Oligo Security has warned of ongoing attacks exploiting a two-year-old security flaw in the Ray open-source artificial intelligence (AI) framework to turn infected clusters with NVIDIA GPUs into a self-replicating cryptocurrency mining botnet.
The activity, codenamed ShadowRay 2.0, is an evolution of a prior wave observed between September 2023 and March 2024. The attack, at its core, exploits a critical missing authentication bug (CVE-2023-48022, CVSS score: 9.8) to take control of susceptible instances and hijack their computing power for illicit cryptocurrency mining using XMRig. The vulnerability remains unpatched due to a long-standing design decision, consistent with Ray’s development best practices, which requires it to be run in an isolated network and act upon trusted code.
The campaign involves submitting malicious jobs, with commands ranging from simple reconnaissance to complex multi-stage Bash and Python payloads, to an unauthenticated Ray Job Submission API (“/api/jobs/”) on exposed dashboards. The compromised Ray clusters are then used in spray and pray attacks to distribute the payloads to other Ray dashboards, creating a worm that can essentially spread from one victim to another.

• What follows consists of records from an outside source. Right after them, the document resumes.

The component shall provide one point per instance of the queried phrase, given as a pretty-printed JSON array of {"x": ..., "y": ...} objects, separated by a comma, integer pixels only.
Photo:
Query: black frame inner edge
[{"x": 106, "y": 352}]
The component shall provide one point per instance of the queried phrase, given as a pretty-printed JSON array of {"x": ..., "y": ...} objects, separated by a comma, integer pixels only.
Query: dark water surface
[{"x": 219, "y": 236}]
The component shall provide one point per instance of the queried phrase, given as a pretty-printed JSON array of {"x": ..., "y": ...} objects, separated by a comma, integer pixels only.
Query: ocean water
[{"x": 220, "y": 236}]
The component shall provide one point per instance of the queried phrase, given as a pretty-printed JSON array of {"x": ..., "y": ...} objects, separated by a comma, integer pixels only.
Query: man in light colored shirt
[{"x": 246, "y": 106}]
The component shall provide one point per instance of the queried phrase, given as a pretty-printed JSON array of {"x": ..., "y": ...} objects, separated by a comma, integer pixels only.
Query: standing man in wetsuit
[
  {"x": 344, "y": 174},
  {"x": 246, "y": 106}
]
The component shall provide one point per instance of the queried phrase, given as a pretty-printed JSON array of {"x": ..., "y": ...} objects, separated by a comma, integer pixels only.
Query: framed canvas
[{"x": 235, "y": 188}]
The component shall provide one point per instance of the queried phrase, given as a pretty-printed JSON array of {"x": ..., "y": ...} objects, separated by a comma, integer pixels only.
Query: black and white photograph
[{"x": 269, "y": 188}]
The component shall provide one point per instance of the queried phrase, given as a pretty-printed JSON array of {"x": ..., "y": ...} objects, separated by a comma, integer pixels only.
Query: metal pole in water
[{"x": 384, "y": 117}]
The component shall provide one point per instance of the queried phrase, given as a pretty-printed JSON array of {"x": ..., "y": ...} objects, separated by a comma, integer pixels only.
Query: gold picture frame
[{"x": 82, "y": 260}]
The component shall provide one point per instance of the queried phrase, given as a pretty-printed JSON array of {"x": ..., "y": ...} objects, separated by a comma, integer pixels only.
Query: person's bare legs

The campaign uses GitLab and GitHub to host and deliver the malware. Attackers created repositories with names like “ironern440-group” and “thisisforwork440-ops” to stash their malicious payloads. Both accounts are no longer accessible. However, the cybercriminals have responded to takedown efforts by creating a new GitHub account, illustrating their tenacity and ability to quickly resume operations.
The payloads, in turn, leverage the platform’s orchestration capabilities to pivot laterally to non-internet-facing nodes, spread the malware, create reverse shells to attacker-controlled infrastructure for remote control, and establish persistence by running a cron job every 15 minutes that pulls the latest version of the malware from GitLab to re-infect the hosts. The threat actors “have turned Ray’s legitimate orchestration features into tools for a self-propagating, globally cryptojacking operation, spreading autonomously across exposed Ray clusters,” researchers Avi Lumelsky and Gal Elbaz said.
The campaign likely uses large language models (LLMs) to generate the GitLab payloads. This assessment is based on the malware’s “structure, comments, and error handling patterns.” The infection chain includes an explicit check for victims located in China; if detected, it delivers a region-specific version of the malware. It’s also designed to eliminate competition by scanning running processes for other cryptocurrency miners and terminating them – a tactic widely adopted by cryptojacking groups to maximize the mining gains from the host.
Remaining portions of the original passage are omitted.